The book is structured into eight chronological chapters, one per ship. Each chapter is topped by information about the ship and a photograph of it; the chapter is tailed by a map of the route and a dated schedule of ports of call. So the book is an immensely coherent account, although without contents list or index. Pages are interspersed by many personal photographs, in colour, of life on board and ashore.
Seagoing wives classically claim they had the time of their life, in a period when women were less motile. Goldsmith is prepared to show the underside too, including referring to the impoverished pregnant sex industry workers who climbed aboard in Haiti. But she does not moan about the matters that usually bug officers’ wives: bad food, boredom, storms, hold-ups in ports, malfunctioning irons, ‘shadow stripes’ competitiveness and wardrobes too cramped to accommodate cornucopias of dresses.

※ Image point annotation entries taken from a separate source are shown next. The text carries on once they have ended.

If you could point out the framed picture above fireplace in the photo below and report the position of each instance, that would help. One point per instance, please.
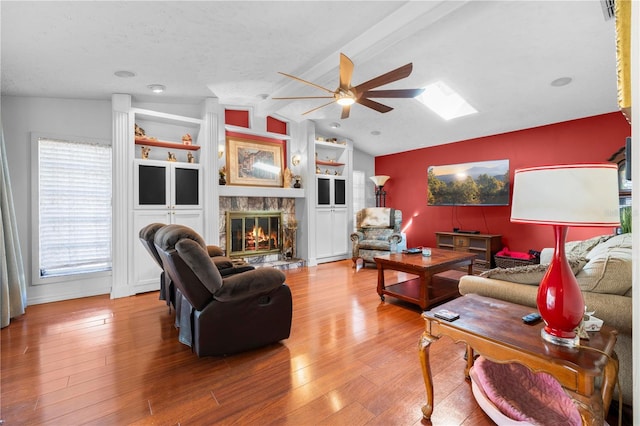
(254, 162)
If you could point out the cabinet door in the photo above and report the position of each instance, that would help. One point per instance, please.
(339, 232)
(324, 191)
(339, 192)
(186, 181)
(324, 233)
(151, 184)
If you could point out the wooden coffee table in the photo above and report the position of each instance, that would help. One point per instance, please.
(494, 329)
(421, 290)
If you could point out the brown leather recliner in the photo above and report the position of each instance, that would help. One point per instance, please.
(224, 315)
(225, 265)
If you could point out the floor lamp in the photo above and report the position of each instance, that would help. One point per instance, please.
(563, 196)
(381, 195)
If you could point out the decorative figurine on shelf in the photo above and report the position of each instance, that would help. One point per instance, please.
(286, 178)
(144, 152)
(139, 131)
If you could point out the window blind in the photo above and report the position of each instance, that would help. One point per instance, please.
(74, 207)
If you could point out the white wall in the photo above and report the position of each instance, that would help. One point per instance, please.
(55, 117)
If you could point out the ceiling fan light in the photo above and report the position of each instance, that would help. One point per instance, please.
(346, 101)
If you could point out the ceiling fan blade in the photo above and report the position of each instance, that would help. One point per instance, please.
(346, 71)
(374, 105)
(305, 82)
(345, 111)
(400, 93)
(305, 97)
(317, 108)
(394, 75)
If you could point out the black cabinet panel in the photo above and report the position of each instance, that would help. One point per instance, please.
(151, 185)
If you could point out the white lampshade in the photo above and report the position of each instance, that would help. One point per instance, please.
(570, 195)
(379, 180)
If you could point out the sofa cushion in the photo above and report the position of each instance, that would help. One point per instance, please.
(608, 272)
(574, 249)
(529, 274)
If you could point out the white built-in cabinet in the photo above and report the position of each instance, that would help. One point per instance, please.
(167, 184)
(332, 195)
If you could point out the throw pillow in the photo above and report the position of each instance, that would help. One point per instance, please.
(608, 273)
(529, 274)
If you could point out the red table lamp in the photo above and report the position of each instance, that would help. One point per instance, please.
(563, 196)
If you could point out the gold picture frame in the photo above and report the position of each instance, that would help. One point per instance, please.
(254, 162)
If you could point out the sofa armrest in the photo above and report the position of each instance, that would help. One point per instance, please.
(613, 309)
(248, 284)
(522, 294)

As the wife of someone on the deck, not engine side of the ship, she was often on the bridge and therefore knew what was happening. She certainly joined in officers’ social life and found ways to contribute by cutting hair, typing, ‘entertaining the troops’ and acting as cinema projectionist (which silenced complaints about poor films). Her vignettes show the part the personal played in shipboard life. For example, a kindly captain arranged for a helicopter to bring a blister pack of contraceptive pills when she feared her supply was running out.

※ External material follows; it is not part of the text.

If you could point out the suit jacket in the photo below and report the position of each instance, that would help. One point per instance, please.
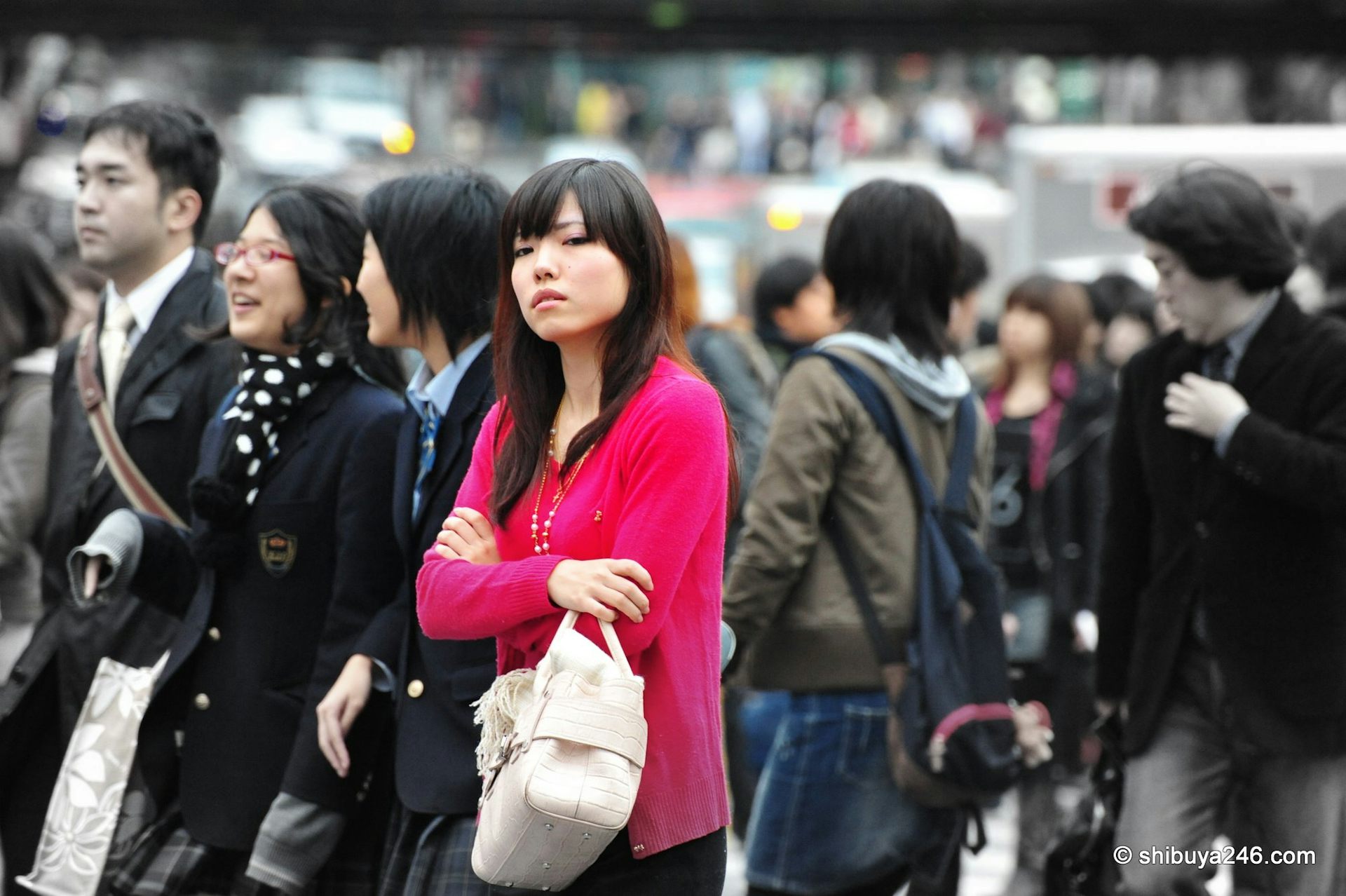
(264, 637)
(171, 383)
(1258, 537)
(437, 680)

Dynamics changed for her when another wife was on board. They were often even younger than her, so she was the ‘senior podgy’ (73). No pregnant women were allowed. When a Maltese wife turned out to be pregnant and had to be returned home, she writes: ‘I was really upset about losing her friendship. It meant I would once more be alone.’ (43)
Authors of seafaring autobiographies are necessarily constrained by a desire to avoid offending old shipmates with whom bonds have been so strong. Protective tact can sometimes create anodyne narratives and irritating omissions. It is well known that sexual tensions mount on ships where men in authority have privileged access to a sex partner, by contrast to other personnel who resent not being allowed to take spouses, as Norling writes of an earlier period. 1 Indeed, for over a century, pulp novels have thrived on sole women as lighted matches in the powder keg of a ship.
But, politely, the author does not refer to such gendered dynamics. However, she reveals the racial inflection in one incident of sexual harassment. Anonymous phone calls that she says were ‘not in the best of taste’ turned out to be from an Asian steward. She lets drop that another wife had previously had such calls too, but the case had not been investigated ‘because she started to accuse the officers [so] nobody looked into it officially’ (p59). That is, because Goldsmith recognised the obscene caller had an Asian accent he was hunted down and punished, whereas someone thought to be a white brother officer was not.
The memoir is based on upbeat letters home, as well as her diary. And the final product was created 30 years after the events, which means in effect there are two narrators, the young wife then and the mature woman today. This reviewer regrets that that the mature Goldsmith did not say more. It would augment the scant material by other seagoing wives. These include slight articles. The UK merchant marine has only one similar book, Jean Faulkner’s A Wife on the Ocean Waves (2011), which mainly focuses on tourism ashore in the late 1970s. And the US’s main two books on the subject are the annotated letters of Grace F. Ladd, a nineteenth- century wife under sail (2003) and Nancy Allen’s Fair Seafarer, a forthright account of being on a 1990s cargo ship (1997).
Goldsmith’s lite account would ideally be expanded and deepened in a second edition, enabling a more reflective narrative exploring meaning, not simply chronicling events. However, the many small insights she allows, and the rarity of books by seafaring wives, make this a welcome addition to gender-aware maritime history.